City Hamburg: 700 Bambule-Protestler hielten sich nicht an vereinbarte Route - randalierten, vertrieben Kunden
Hamburg. Die Bambule-Demonstranten haben ihre Proteste bisher damit gerechtfertigt, sich für andere Lebensformen wie Bauwagenplätze einsetzen zu wollen. Am letzten verkaufsoffenen Sonnabend vor Weihnachten aber zeigten sie, dass es ihnen vor allem um Krawall geht. Rund 700 Chaoten verdarben Kunden in der City den Einkauf. Sie versuchten, Kaufhäuser zu stürmen, trieben Kunden aus den Geschäften und legten den Verkehr lahm. Viele Hamburger hatten sich aus Angst vor Gewalt erst gar nicht in die Stadt gewagt.
Die Polizei machte - mit der Absicht zu deeskalieren - - einen Fehler: Sie ließ sich auf Verhandlungen mit Demonstranten ein, die sie zuvor an der Mönckebergstraße eingekesselt hatte. Denn das Oberverwaltungsgericht hatte die Protestroute in der City verboten. Doch die Einsatzleitung entließ rund 500 Bambulisten wieder aus dem Kessel, weil sie versprochen hatten, sich an die vorgeschriebene Route über Steinstraße und Ost-West-Straße zu halten.

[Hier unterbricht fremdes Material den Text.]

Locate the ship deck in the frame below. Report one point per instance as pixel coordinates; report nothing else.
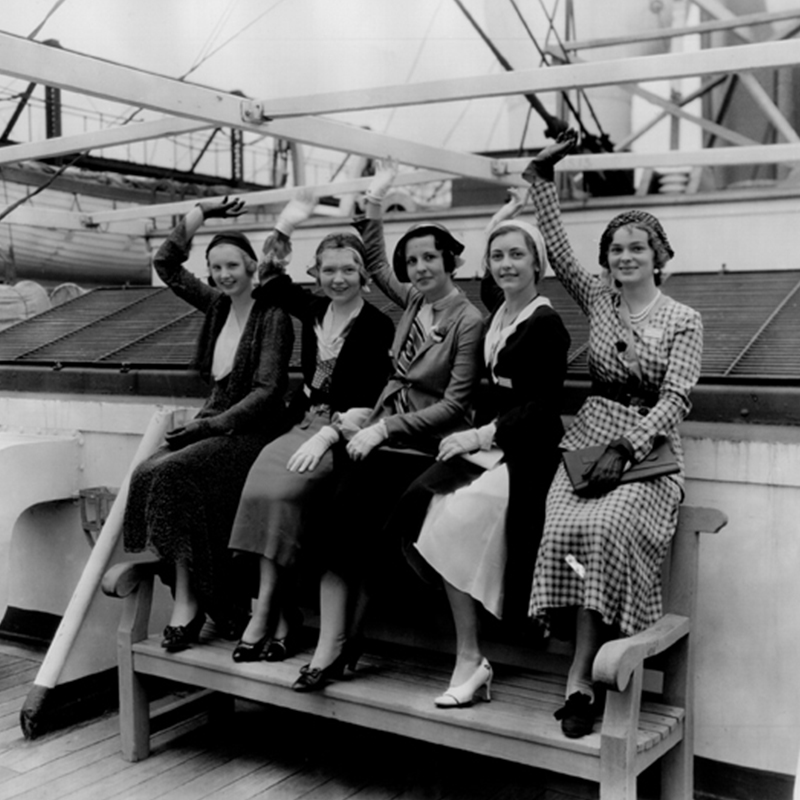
(259, 752)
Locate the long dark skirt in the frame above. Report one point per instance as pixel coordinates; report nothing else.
(357, 542)
(182, 505)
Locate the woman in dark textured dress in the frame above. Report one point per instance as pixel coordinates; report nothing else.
(435, 357)
(483, 525)
(184, 497)
(602, 550)
(345, 358)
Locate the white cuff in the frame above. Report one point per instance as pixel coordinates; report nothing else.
(486, 435)
(328, 434)
(285, 227)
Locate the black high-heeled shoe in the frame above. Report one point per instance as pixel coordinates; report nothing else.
(312, 680)
(249, 651)
(281, 649)
(182, 637)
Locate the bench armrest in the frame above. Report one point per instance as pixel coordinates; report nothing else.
(617, 659)
(123, 579)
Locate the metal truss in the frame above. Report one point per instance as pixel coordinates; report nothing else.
(192, 107)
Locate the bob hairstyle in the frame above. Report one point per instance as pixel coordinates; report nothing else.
(239, 240)
(445, 242)
(533, 239)
(341, 241)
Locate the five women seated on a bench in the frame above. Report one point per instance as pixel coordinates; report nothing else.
(387, 453)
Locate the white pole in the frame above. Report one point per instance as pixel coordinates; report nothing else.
(90, 579)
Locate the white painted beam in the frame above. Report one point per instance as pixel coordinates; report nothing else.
(672, 109)
(57, 67)
(717, 156)
(713, 156)
(731, 23)
(266, 197)
(110, 137)
(569, 76)
(766, 104)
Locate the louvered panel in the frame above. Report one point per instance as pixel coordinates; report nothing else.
(149, 326)
(733, 305)
(52, 325)
(102, 338)
(173, 346)
(775, 353)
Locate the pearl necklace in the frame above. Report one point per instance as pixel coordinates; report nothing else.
(642, 315)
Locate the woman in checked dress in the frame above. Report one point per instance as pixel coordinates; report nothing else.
(644, 358)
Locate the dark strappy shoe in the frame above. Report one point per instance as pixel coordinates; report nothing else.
(182, 637)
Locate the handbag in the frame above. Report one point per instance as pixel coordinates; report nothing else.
(661, 460)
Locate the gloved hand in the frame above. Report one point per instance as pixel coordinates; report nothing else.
(457, 443)
(184, 435)
(221, 207)
(382, 180)
(517, 197)
(297, 210)
(366, 440)
(350, 422)
(543, 164)
(309, 454)
(606, 473)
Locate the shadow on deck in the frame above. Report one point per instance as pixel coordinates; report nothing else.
(261, 752)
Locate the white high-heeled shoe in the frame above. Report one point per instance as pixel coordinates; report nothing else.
(468, 692)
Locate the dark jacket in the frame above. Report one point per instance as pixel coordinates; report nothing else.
(364, 363)
(252, 398)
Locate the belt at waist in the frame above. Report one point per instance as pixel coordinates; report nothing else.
(643, 400)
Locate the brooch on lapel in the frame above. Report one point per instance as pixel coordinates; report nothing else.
(438, 334)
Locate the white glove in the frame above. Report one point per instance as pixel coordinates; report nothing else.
(366, 440)
(297, 210)
(222, 207)
(466, 442)
(351, 421)
(518, 196)
(382, 180)
(309, 454)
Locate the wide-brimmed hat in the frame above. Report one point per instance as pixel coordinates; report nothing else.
(451, 244)
(232, 237)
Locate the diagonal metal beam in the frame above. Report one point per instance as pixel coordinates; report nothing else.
(264, 197)
(135, 132)
(750, 82)
(739, 21)
(98, 78)
(596, 73)
(672, 109)
(760, 154)
(714, 156)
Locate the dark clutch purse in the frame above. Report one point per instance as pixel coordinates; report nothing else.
(661, 460)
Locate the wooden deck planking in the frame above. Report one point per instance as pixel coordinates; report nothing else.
(262, 752)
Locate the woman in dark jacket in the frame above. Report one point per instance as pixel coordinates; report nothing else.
(183, 498)
(345, 360)
(484, 500)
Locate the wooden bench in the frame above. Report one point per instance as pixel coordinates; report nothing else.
(395, 683)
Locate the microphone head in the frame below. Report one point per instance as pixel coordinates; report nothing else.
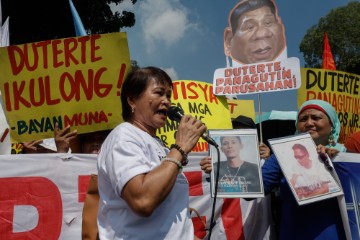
(175, 113)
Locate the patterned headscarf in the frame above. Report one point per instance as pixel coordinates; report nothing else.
(333, 117)
(352, 143)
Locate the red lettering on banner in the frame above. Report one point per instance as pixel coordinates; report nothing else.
(232, 220)
(61, 52)
(39, 192)
(83, 185)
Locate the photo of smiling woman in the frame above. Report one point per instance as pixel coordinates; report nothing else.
(236, 173)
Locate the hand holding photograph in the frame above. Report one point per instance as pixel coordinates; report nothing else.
(310, 177)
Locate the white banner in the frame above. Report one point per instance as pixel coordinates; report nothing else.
(42, 196)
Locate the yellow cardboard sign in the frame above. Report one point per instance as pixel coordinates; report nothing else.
(197, 99)
(242, 107)
(73, 81)
(340, 89)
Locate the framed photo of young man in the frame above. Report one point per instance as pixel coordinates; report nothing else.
(236, 164)
(309, 176)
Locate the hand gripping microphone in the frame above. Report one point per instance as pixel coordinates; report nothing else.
(175, 114)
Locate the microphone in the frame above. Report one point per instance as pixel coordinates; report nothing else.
(176, 113)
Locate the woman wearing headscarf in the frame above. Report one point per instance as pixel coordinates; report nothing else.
(318, 220)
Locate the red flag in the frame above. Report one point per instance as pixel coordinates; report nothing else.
(328, 60)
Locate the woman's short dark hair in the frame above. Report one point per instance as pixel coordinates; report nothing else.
(246, 6)
(136, 82)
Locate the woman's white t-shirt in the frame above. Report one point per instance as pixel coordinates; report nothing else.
(127, 152)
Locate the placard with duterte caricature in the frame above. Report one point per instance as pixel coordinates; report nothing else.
(197, 99)
(72, 81)
(340, 89)
(258, 78)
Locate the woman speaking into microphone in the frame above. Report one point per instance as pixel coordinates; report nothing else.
(143, 194)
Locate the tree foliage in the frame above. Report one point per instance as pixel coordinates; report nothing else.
(342, 26)
(98, 18)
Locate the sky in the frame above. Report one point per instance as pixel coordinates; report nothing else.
(186, 38)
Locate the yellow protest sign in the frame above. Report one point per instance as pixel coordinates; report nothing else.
(241, 107)
(197, 99)
(340, 89)
(73, 81)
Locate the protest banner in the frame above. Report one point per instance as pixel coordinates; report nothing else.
(340, 89)
(241, 107)
(197, 99)
(72, 81)
(258, 78)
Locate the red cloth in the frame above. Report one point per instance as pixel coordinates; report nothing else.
(328, 60)
(352, 143)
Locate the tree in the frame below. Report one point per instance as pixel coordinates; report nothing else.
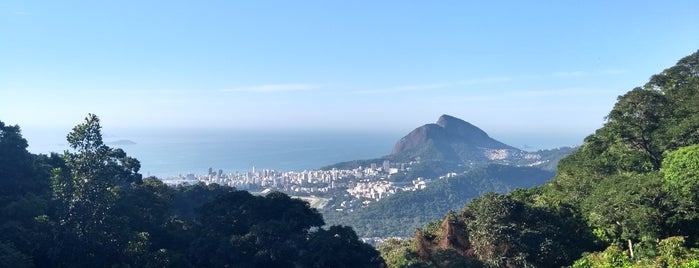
(86, 190)
(636, 120)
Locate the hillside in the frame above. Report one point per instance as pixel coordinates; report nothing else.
(400, 214)
(628, 197)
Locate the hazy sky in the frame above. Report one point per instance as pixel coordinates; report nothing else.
(506, 66)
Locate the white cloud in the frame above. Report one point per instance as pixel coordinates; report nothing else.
(569, 74)
(274, 88)
(451, 84)
(420, 87)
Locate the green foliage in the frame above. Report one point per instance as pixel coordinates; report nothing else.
(400, 214)
(681, 173)
(90, 208)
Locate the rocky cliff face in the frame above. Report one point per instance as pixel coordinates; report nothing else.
(452, 139)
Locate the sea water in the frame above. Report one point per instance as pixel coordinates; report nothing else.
(171, 152)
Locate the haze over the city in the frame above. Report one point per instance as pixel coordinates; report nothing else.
(506, 66)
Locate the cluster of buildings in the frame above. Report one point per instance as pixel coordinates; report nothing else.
(363, 184)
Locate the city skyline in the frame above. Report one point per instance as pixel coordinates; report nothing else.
(507, 67)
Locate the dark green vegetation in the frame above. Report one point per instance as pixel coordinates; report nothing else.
(627, 198)
(91, 208)
(462, 161)
(398, 214)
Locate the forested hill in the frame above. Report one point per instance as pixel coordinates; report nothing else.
(399, 214)
(89, 207)
(629, 197)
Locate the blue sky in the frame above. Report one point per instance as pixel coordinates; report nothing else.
(546, 67)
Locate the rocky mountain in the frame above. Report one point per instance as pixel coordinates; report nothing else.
(451, 139)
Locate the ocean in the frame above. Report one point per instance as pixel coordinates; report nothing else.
(172, 152)
(166, 153)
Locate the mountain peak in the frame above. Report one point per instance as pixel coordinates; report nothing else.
(450, 138)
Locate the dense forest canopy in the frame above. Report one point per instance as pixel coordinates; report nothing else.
(628, 197)
(89, 207)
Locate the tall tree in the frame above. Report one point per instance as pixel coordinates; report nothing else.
(86, 191)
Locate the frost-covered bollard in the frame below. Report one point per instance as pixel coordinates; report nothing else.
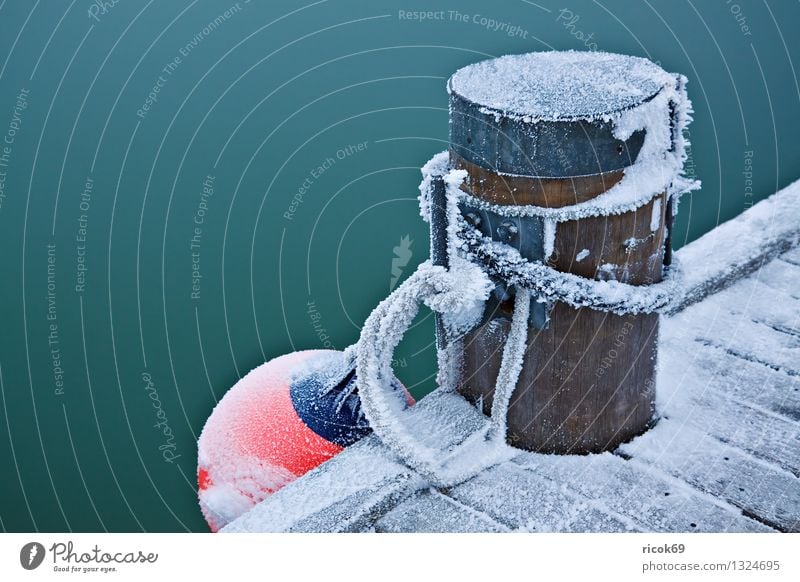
(563, 175)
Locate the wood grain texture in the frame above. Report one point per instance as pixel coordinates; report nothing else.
(508, 189)
(587, 382)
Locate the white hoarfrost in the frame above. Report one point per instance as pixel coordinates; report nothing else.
(511, 364)
(558, 86)
(459, 294)
(549, 238)
(648, 100)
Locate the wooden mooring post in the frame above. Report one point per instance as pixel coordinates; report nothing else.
(539, 130)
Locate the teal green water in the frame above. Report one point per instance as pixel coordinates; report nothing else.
(183, 183)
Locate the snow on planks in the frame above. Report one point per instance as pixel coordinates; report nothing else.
(724, 455)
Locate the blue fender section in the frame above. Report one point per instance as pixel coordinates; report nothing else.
(335, 414)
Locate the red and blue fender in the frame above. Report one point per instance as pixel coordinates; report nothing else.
(277, 423)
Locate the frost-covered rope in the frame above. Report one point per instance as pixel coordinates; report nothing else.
(511, 363)
(385, 407)
(506, 263)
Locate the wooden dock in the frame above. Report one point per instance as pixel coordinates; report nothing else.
(724, 455)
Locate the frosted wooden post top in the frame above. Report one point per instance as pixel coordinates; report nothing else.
(550, 114)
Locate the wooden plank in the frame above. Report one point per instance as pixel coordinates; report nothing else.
(738, 335)
(364, 481)
(359, 510)
(750, 383)
(523, 500)
(689, 396)
(509, 189)
(782, 276)
(761, 490)
(655, 502)
(792, 256)
(739, 247)
(431, 512)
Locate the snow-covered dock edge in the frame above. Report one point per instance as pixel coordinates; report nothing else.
(738, 247)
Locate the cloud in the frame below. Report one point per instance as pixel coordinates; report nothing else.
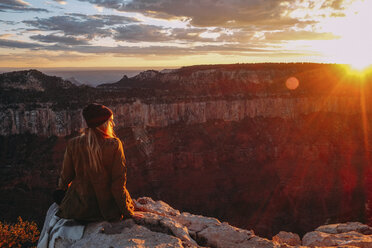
(65, 40)
(208, 13)
(151, 33)
(62, 2)
(135, 33)
(78, 24)
(299, 35)
(18, 6)
(18, 44)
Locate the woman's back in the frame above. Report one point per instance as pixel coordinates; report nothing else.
(94, 193)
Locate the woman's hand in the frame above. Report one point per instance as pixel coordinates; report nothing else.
(137, 216)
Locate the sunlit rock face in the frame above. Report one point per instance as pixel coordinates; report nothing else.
(229, 141)
(163, 226)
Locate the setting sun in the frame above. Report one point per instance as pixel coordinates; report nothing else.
(354, 44)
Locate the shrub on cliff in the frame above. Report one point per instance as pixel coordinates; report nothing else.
(20, 234)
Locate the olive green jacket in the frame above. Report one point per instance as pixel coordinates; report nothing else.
(94, 195)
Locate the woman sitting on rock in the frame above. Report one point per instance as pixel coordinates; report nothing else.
(94, 172)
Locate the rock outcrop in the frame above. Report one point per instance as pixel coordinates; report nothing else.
(163, 226)
(234, 137)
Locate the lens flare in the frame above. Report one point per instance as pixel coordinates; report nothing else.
(292, 83)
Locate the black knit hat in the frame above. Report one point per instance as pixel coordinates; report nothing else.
(96, 114)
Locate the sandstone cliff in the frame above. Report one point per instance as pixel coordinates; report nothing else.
(163, 226)
(253, 152)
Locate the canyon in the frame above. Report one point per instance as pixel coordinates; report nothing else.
(226, 141)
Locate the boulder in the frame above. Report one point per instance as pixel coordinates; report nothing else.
(351, 234)
(162, 226)
(287, 238)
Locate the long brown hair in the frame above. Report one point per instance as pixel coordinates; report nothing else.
(94, 148)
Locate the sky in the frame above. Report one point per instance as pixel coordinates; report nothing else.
(174, 33)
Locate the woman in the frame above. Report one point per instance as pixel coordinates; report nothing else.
(94, 172)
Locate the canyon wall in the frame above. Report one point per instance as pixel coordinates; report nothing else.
(47, 122)
(232, 142)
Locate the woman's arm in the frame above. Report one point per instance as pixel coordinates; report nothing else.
(67, 172)
(118, 185)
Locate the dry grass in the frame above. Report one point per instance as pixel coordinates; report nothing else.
(20, 234)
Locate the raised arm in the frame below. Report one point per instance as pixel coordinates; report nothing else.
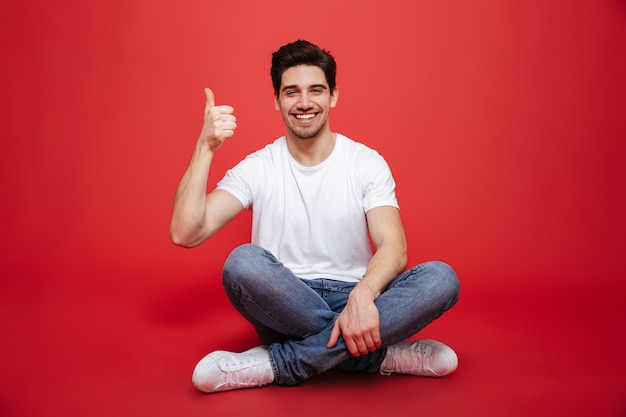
(196, 215)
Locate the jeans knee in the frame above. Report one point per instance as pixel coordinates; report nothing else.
(240, 263)
(447, 280)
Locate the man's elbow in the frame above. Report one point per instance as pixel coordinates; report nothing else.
(180, 238)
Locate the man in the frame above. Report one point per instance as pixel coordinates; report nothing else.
(308, 282)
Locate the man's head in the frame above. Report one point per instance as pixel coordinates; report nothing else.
(302, 53)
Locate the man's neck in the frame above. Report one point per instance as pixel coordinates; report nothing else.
(311, 152)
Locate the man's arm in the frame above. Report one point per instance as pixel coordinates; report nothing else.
(359, 322)
(196, 215)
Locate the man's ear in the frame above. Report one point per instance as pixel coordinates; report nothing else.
(334, 97)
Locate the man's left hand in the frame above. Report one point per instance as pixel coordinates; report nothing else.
(359, 325)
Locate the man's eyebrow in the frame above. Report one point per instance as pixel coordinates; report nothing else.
(294, 86)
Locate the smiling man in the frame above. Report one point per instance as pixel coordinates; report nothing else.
(309, 283)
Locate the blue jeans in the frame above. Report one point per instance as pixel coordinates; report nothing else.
(295, 317)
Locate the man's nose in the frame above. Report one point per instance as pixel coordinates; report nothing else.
(304, 101)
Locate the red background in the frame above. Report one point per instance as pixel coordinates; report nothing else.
(504, 124)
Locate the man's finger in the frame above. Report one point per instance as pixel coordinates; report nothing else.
(334, 336)
(210, 98)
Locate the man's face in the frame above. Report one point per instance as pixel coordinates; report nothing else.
(304, 101)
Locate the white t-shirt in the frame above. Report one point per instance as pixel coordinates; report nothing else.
(313, 218)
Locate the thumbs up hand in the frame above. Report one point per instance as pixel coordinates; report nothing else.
(219, 122)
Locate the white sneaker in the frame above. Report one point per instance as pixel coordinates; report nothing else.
(420, 357)
(224, 371)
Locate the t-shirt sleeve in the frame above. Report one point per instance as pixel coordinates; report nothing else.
(237, 181)
(379, 187)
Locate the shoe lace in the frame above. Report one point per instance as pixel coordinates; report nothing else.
(246, 373)
(412, 360)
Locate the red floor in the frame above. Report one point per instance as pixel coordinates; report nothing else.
(92, 343)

Danach durchbrachen die Demonstranten Polizeiketten und stürmten Geschäfte.
Die Protestler hatten schon von vornherein im Internet angekündigt, dass sie sich nicht an Verbote halten wollten: "Einzelhandel, aus der Traum - Bambule unterm Weihnachtsbaum", lautete ihr Motto. Und: "Wir wollen . . . Protest . . . dort, wo wir es für richtig halten." Den ganzen Sonnabend sendete Radio FSK (Freies Sender Komitee) Aufrufe an die Bambulisten, sich an der Mönckebergstraße zu treffen - obwohl die Verantwortlichen wussten, dass dies verboten worden war.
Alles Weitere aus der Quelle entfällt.